What are the key questions a marketer needs to ask email service providers (ESPs) to help them comply with GDPR requirements?
If you’re just beginning your business dealings in the EU, you need to ensure your email service provider can comply. In short, ensure your ESP is aware of their obligations under Article 28 (3-f) of the GDPR and that they can help you demonstrate compliance.
Setting up a comprehensive vendor assessment is also a good idea and it’s recommended companies put in place a data protection agreement, incorporating standard contractual clauses.
Can companies still market to consumers with legitimate interests?
Does “soft opt-in” still exist under the GDPR?
The term “soft opt-in” is often used to describe how a company can market to existing customers. Provided you have fulfilled certain criteria, under existing regulations you can market to customers without their explicit consent if:
- You have already sold your goods and services to that individual
- They gave you their details and did not opt out of marketing messages
- You are emailing them about goods or services that are the same or similar to previous goods or services
- You give them a clear chance to opt out with every message you send them. If individuals have unsubscribed, opted out, or otherwise indicated their desire that your organization stop using their personal information, your organization may not contact them to seek their consent to marketing.
The “soft opt-in” rule means you may be able to email or text your own customers.
However, it does not apply to prospective customers or new contacts, such as those from bought-in lists. It also does not apply to non-commercial promotions like charity fundraising or political campaigning.
Seeking GDPR-compliant consent
What is “stale” consent, and how does it impact my business?
There’s a lot of buzz around “stale” consent. Stale consent is consent that was previously obtained, but that may not meet the GDPR’s new standards.
For instance, let’s say your marketing department had pre-ticked boxes for individuals to receive newsletter updates when they filled out a form to download a white paper. That previously obtained consent may no longer satisfy the clear, affirmative action requirement under the GDPR.

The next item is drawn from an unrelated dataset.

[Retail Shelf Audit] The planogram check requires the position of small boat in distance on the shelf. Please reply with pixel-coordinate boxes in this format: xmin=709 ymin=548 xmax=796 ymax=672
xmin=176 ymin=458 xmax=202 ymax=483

For any instances that do not satisfy GDPR standards, companies should seek GDPR-compliant consent. Or, they should no longer use the earlier, acquired personal data.
Requesting consent from individuals whose previously obtained consent doesn’t meet GDPR standards is known as a “re-permissioning” or “re-engagement” campaign.
How does the GDPR impact data sharing between the EU and the U.S.?
Are there any legal or other issues with accessing EU databases from the U.S.?
In short, yes. The GDPR impacts data sharing between the EU and other parts of the world. As described in Chapter 5 of the GDPR, companies in the U.S. and elsewhere outside the EU must have a legal transfer mechanism for receiving or accessing EU personal data.
This means companies must evaluate the methods they use for receiving, transferring and importing EU personal data. They also need to document their transfer basis.
Many U.S. companies self-certify to the EU-U.S. Privacy Shield Framework. In fact, TRUSTe has verified thousands of them.
GDPR impact on lead generation and business cards
How does the GDPR apply to attendee lists, either provided via email or business cards? Will trade show vendors need to change how they share attendee information?
Attendee lists and delegate lists such as those provided at conferences and trade shows, webinars, webcasts and workshops can be used if:
- The entity collecting the data has obtained the consent of the data subject
- The entity collecting the data has informed subjects how their data will be stored, used and shared.
It’s important to remember that personal data does not just relate to email addresses. It’s defined as any information that can be used to directly or indirectly identify someone.
That can include their name, email address, photo, or computer IP address, but also information on medical conditions, dietary requirements and social media posts.